Soon after, electric streetcars began to replace horse-drawn streetcars, especially on hilly roads where horses struggled.

Stephen Leacock described the problem of the hills in Montreal vividly: “With its extension towards the upper part of the city began the throes of the streetcar horse, pulling a group of human beings clinging like bees to the car of the rush hour on a cruel slope, exactly equal to the greatest power of the animal.”

Indeed, passengers often had to disembark and walk on the Côte des Neiges, the first electrified streetcar route in Montreal.

The high cost of electrification and the low price of coal delayed the widespread conversion of European railroads to electricity until the 1940s. A decade later, North America underwent a different conversion. In the 1950s, coal-fired steam locomotives were quickly and completely replaced by diesel engines generating power for the locomotive’s electric traction motors.

The diesel-electric locomotive consumed much less fuel than a steam engine, was cleaner and required less manpower to operate. In countries with abundant oil resources, diesel electric was a logical choice.

In 2020, almost 60% of European railway lines were electrified. In several countries, more than 75% of their tracks were electric. By contrast, in 2020, less than 1% of rail lines in the United States, Canada and Mexico were electric. This is particularly infuriating to me because Bombardier was one of the world’s leading manufacturers of electric rail equipment, including high-speed trains. But the only railway equipment sold by Bombardier in Canada were streetcars and subway trains. (In February 2020, the rail division of Bombardier was acquired by a French company, Alstom, for 7 billion euros.)

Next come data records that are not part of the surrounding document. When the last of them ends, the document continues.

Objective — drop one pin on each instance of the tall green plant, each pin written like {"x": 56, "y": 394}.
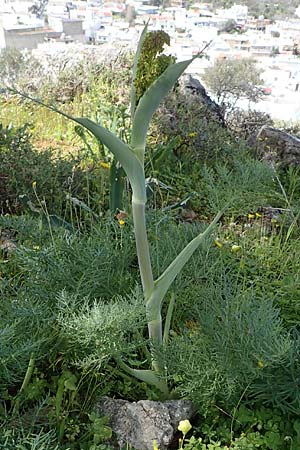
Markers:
{"x": 131, "y": 158}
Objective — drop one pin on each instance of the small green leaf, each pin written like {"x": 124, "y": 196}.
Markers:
{"x": 134, "y": 70}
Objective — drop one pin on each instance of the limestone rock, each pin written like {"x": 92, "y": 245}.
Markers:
{"x": 278, "y": 147}
{"x": 139, "y": 424}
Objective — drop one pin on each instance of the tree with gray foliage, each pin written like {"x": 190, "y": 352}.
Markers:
{"x": 230, "y": 80}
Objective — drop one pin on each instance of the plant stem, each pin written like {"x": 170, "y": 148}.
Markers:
{"x": 142, "y": 246}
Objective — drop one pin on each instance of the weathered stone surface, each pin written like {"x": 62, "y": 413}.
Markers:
{"x": 193, "y": 87}
{"x": 139, "y": 424}
{"x": 278, "y": 147}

Electric trains have several advantages over diesel-electric. One of the most obvious is the locomotive’s substantial weight loss. With relatively short distances between stops, quick acceleration is important to speed up trips; lowering the total weight of the train considerably improves acceleration.

Few European commuter trains have a locomotive. Whether pure electric or diesel electric, they are operated from a small cabin in the nose gear. Locomotives on trains like our GO train weigh around 150 tonnes, with double-deck cars tipping the scales at 50 tonnes. The locomotive represents more than 20% of the weight of the train.

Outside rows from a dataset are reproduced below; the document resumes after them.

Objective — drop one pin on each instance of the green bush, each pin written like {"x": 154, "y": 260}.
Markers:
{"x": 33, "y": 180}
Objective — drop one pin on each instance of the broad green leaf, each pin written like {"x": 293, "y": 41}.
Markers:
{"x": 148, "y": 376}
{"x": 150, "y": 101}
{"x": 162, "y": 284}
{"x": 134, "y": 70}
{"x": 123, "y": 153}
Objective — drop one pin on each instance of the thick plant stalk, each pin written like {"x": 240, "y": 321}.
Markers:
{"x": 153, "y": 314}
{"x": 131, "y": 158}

Electrification facilitates the installation of motors on each axle, providing excellent traction.

Unfortunately, routes into Toronto may not offer all the promise of speed electrification due to heavy rail traffic approaching downtown.

One solution to this problem is to have the train intersect with Toronto’s existing and expanding light rail and subway networks. Many passengers do not need to go all the way to Union Station.

Montreal’s commuter rail lines offer passengers the option of making at least one connection to the Montreal “metro” or public transit bus before reaching the downtown terminal; some offer two or three of these opportunities.

Diesel electric trains use friction brakes to stop, converting their kinetic energy into heat and wasting it.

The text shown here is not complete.